3

Consider the following code, which binds a temporary object to a const reference in "nested" fashion:

#include <iostream>

std::string foo()
{
    return "abc";
}

std::string goo()
{
    const std::string & a = foo();
    return a;
}

int main()
{
    // Is a temporary allocated on the heap to support this, even for a moment?
    const std::string & b = goo();
}

I have been trying to understand what the compiler must do in terms of memory storage in order to support this "nested" construct.

I suspect that for the call to foo(), memory allocation is straightforward: storage for a std::string will be allocated on the stack as the function foo() exits.

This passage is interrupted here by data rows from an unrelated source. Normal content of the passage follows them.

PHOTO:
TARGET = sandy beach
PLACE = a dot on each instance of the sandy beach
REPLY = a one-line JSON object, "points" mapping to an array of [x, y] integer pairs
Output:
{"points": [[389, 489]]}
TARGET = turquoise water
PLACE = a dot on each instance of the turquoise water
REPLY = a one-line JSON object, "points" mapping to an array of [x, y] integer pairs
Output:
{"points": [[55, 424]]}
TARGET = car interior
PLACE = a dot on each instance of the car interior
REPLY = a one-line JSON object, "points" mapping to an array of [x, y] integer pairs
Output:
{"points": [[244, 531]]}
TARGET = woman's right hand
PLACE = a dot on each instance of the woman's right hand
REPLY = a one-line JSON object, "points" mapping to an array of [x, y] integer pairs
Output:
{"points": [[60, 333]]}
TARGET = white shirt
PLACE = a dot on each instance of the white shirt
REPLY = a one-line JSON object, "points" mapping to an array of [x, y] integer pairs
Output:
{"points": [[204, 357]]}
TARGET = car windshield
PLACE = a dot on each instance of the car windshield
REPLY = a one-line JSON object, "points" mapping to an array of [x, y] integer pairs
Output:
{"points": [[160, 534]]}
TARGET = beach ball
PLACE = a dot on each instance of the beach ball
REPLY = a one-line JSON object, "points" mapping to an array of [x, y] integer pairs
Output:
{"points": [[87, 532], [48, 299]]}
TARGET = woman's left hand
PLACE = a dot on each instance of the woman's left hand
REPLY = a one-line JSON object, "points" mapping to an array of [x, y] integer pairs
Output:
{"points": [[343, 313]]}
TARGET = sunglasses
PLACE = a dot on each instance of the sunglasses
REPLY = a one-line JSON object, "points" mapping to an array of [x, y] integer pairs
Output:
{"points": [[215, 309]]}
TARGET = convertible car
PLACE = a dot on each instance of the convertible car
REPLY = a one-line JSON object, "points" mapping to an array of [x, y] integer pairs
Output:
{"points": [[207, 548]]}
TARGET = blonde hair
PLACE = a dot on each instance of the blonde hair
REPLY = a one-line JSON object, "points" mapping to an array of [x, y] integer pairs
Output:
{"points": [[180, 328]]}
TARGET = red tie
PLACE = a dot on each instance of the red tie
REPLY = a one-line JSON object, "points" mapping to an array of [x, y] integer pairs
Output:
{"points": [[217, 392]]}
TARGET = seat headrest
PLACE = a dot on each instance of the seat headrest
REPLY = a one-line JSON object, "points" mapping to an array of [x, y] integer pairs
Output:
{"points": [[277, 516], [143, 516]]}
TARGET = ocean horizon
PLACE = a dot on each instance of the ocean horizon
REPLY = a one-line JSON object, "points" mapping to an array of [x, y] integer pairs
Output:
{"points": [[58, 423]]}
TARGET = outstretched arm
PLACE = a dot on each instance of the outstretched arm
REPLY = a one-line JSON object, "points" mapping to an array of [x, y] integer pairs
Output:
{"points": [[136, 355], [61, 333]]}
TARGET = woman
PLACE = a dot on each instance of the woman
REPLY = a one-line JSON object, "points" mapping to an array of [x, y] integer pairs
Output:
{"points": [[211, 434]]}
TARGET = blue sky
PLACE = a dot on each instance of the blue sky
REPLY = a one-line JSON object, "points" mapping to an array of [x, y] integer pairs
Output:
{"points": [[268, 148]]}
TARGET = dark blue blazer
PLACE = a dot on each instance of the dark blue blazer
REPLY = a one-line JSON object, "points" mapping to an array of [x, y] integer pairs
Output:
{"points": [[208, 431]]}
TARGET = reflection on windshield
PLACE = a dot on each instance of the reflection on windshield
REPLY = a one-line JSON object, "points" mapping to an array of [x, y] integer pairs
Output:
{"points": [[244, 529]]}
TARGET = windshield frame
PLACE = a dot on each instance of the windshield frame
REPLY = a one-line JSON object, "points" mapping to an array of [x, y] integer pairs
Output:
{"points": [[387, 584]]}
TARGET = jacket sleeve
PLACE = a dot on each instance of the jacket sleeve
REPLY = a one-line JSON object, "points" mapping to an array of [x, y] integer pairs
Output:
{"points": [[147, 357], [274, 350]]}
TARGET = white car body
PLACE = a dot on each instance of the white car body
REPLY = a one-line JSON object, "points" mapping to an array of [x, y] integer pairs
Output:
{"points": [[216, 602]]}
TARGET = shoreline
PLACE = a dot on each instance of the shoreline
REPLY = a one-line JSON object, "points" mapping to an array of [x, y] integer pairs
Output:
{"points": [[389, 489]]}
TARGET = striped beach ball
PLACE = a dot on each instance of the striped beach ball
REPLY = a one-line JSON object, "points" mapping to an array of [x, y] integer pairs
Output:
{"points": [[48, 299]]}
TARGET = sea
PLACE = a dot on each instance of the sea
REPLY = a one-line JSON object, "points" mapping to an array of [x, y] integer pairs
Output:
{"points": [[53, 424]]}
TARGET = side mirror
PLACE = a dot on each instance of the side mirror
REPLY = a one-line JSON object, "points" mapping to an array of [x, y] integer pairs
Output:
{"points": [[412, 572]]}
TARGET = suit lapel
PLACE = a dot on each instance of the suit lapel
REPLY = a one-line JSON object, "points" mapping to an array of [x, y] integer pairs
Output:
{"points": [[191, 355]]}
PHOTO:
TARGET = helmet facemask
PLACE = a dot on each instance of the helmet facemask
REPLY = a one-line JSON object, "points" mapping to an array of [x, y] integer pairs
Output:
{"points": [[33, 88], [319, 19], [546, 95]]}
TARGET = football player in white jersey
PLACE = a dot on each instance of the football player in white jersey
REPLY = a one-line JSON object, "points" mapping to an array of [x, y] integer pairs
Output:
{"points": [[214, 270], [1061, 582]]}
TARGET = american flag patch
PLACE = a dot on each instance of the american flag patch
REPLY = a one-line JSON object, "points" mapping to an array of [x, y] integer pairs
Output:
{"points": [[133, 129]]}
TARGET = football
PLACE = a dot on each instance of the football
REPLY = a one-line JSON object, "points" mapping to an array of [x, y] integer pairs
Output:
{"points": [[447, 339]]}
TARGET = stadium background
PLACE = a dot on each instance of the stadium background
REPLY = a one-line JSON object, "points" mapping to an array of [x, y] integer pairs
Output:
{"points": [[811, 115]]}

However, what must the compiler do to support storage for the object referenced by b? The stack for the function goo must unwind and "be replaced with" an object on the stack to which b refers, but in order to unwind the stack for goo, will the compiler be required to momentarily create a copy of the object on the heap (before copying it back to the stack in a different location)?

Or is it possible for the compiler to accomplish the requirements of this construct without any storage being allocated on the heap, even for a moment?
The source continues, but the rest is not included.